By April, the violence had reached a “tipping point,” Limon said. Just after midnight on April 3, Kenneth Bagley, 31, was shot to death in his car in the Dwight-Chapel neighborhood. The next afternoon, on Easter Sunday, 18 year old Radcliffe Deroche was shot in the back of the head while riding on an ATV in the Newhallville neighborhood.

Limon was sworn in as the city’s police chief the next day, and his swearing-in ceremony turned into an impromptu community meeting at which residents demanded the new chief take control of the situation. At the time Limon said he needed to learn more about the New Haven community before unfurling a plan to deal with the violence.

On April 8, police found the body of Jerry Atkins, 59, inside a trash can in Newhallville. He had been stabbed to death and wrapped in plastic.

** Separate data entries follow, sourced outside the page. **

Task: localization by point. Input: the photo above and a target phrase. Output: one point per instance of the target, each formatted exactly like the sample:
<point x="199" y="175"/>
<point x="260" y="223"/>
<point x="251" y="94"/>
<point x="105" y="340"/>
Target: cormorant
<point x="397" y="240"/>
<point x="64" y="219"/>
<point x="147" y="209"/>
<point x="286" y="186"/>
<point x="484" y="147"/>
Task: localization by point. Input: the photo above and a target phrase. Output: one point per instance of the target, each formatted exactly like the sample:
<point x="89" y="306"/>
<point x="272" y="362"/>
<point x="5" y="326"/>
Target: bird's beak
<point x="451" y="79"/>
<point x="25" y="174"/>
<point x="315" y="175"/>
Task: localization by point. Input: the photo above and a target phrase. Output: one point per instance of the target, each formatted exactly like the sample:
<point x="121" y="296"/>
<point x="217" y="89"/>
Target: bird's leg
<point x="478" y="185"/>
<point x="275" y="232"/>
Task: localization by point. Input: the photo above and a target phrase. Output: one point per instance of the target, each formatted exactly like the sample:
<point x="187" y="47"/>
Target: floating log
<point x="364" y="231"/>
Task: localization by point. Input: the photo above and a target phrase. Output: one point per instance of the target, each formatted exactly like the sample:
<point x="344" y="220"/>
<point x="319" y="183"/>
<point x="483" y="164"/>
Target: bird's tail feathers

On April 10, New Haven police responded to multiple gunshots fired around 4:15 a.m. in the Dixwell neighborhood and found New Haven resident Kenneth Thomas, 29, gunned down at 43 Charles St. Thomas died in an area hospital later in the day. That evening around 8 p.m., 19-year-old Tywan Q. Turner dashed into the Dixwell Mini Market, trying to evade his armed pursuer, but was shot dead.

Two more men were killed in May: Edmund Jackson, 25, was shot in the chest at close range within earshot of police officers stationed outside Humphrey’s Bar near downtown, and on May 25 Troy Perry, 27, was shot in the leg in the Malcolm Court housing project across from Union Station. The bullet hit an artery and Perry bled to death in a stairwell.

But May also brought the NHPD’s first arrest since the violence began in October. Six weeks after the Easter Sunday murder, police arrested the man they believe is responsible.

If Limon’s strategy proves successful, murders will be followed by arrests.

“We should solve every one of those murders,” Limon said.